The following is an Executive Summary of our white paper, Too Good to Be True: Lessons Learned on Solar Powering the Nonprofit Sector. To read the full paper, click here and for more information on the Solar for Nonprofits program, contact Keith Timko at firstname.lastname@example.org or at 732-635-1000 x152.
In 2009, Build with Purpose entered the solar market with the desire to help nonprofits lower their energy costs and act as a coordinator with state programs, solar providers and financiers. Throughout this experience we have learned a great deal about the realities and challenges that nonprofits face in entering the solar market.
Build with Purpose undertook this challenge given our mission of building sustainable organizations and healthy, vibrant communities. Our extensive experience in finance, long-term leases and finding solutions to facility challenges faced by nonprofits translated well into understanding and coordinating the installation of third-party financed solar arrays. We were committed to helping other nonprofits navigate these uncharted waters.
We discovered that there was no “system” for nonprofits to efficiently assess the viability of a solar array and then secure financing if needed. State agencies were not set up to do this. No environmental groups or social enterprises readily served that role. We believed that by creating a systematic approach, we could afford nonprofits an increased chance of success by coordinating the effort. Instead of having groups undertake projects individually, we sought to develop sector-based common knowledge that could guide other groups’ thinking.

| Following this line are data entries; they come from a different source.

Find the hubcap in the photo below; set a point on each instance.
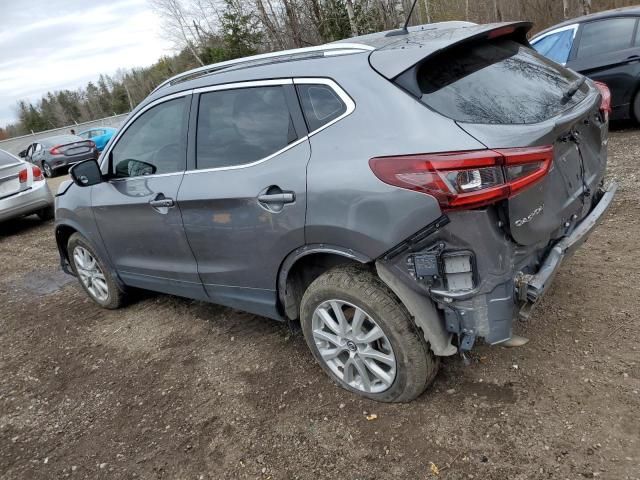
(90, 274)
(353, 346)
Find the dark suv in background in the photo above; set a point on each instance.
(604, 46)
(402, 195)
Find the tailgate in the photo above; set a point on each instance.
(9, 179)
(551, 208)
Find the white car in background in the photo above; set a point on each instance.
(23, 189)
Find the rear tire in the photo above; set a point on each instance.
(94, 275)
(47, 214)
(635, 108)
(359, 293)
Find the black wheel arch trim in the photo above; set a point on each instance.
(64, 255)
(310, 249)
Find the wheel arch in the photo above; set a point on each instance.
(303, 265)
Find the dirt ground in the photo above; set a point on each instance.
(173, 388)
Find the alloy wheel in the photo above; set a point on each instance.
(353, 346)
(90, 274)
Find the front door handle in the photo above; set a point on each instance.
(283, 197)
(162, 203)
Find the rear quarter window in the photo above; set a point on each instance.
(499, 82)
(320, 105)
(7, 159)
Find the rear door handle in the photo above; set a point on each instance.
(284, 197)
(160, 203)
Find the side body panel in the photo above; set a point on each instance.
(147, 245)
(238, 241)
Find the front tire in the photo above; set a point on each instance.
(364, 338)
(95, 277)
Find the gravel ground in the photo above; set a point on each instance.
(172, 388)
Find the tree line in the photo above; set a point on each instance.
(210, 31)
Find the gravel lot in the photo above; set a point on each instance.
(172, 388)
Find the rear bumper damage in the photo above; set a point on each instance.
(508, 279)
(532, 287)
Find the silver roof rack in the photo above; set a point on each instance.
(327, 50)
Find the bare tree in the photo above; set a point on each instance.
(352, 18)
(177, 24)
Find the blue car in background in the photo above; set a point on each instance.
(100, 136)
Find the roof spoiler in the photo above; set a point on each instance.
(397, 57)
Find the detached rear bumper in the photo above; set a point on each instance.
(532, 287)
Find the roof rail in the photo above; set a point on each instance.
(326, 50)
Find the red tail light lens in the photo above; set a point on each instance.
(466, 179)
(605, 103)
(37, 173)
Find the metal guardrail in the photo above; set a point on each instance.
(16, 144)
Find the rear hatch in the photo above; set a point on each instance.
(504, 94)
(10, 168)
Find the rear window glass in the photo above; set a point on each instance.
(6, 159)
(606, 36)
(501, 82)
(60, 140)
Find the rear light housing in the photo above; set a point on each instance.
(605, 103)
(464, 180)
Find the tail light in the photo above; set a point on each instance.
(605, 103)
(37, 173)
(466, 179)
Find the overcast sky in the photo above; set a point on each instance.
(55, 44)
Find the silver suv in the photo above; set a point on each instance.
(402, 195)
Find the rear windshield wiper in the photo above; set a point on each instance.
(573, 88)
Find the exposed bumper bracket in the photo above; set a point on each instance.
(536, 285)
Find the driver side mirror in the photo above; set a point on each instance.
(85, 174)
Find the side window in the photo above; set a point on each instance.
(320, 104)
(606, 36)
(556, 46)
(241, 126)
(155, 142)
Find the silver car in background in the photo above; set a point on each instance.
(23, 189)
(56, 153)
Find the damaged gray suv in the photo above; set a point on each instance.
(403, 195)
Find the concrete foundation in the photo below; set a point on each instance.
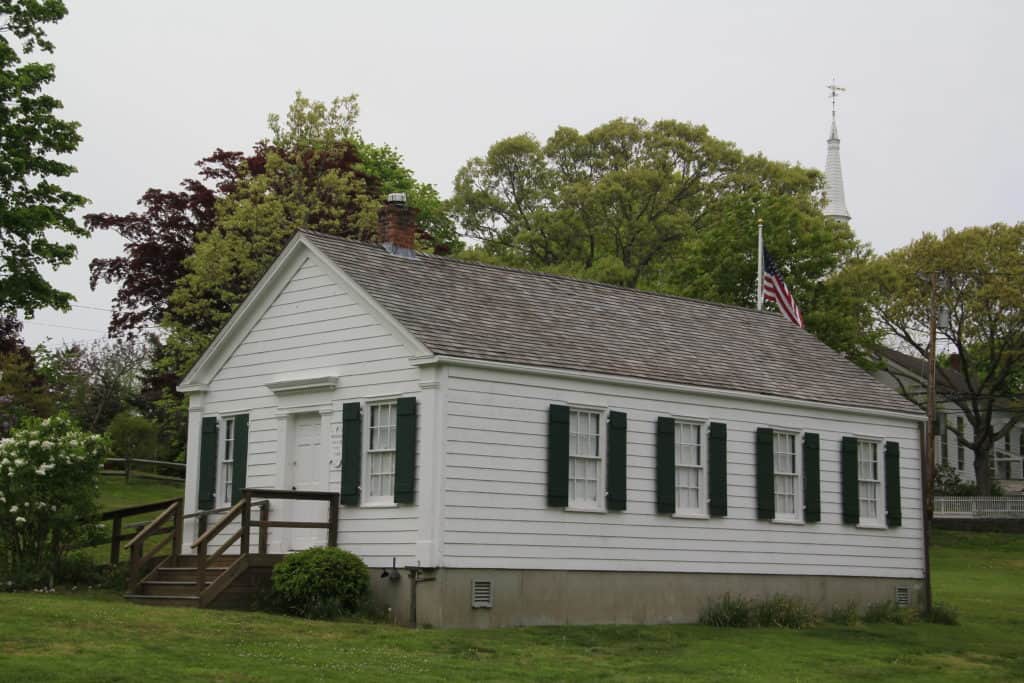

We believe that the challenges and roadblocks we encountered are the main reasons for the disproportionately small share of the solar market that nonprofits currently hold. Financing proved to be the greatest challenge since nonprofit solar projects are smaller relative to larger commercial projects. Most solar projects under one megawatt are currently on hold. We also found that the vast majority of solar firms looked at solar for nonprofits as a business decision alone without any long-term commitment to the sector. At this point given the state of solar financing, a true consortium of nonprofits is needed to finance any nonprofit solar installations, and the nonprofit sector’s fragmented nature makes putting together such a consortium challenging. Without further clarity, nonprofits will be wary to move forward because the sector has now grown weary of the hype and lack of success around solar.
However, we remain hopeful that we simply haven’t gotten there YET. We believe with greater clarity, a clear “validation” system with one-stop information on financing, installing and maintaining solar arrays on nonprofit facilities and incentives for nonprofits, in combination with efforts to include nonprofit input in solar discussions and policymaking, that a nonprofit solar initiative can move forward.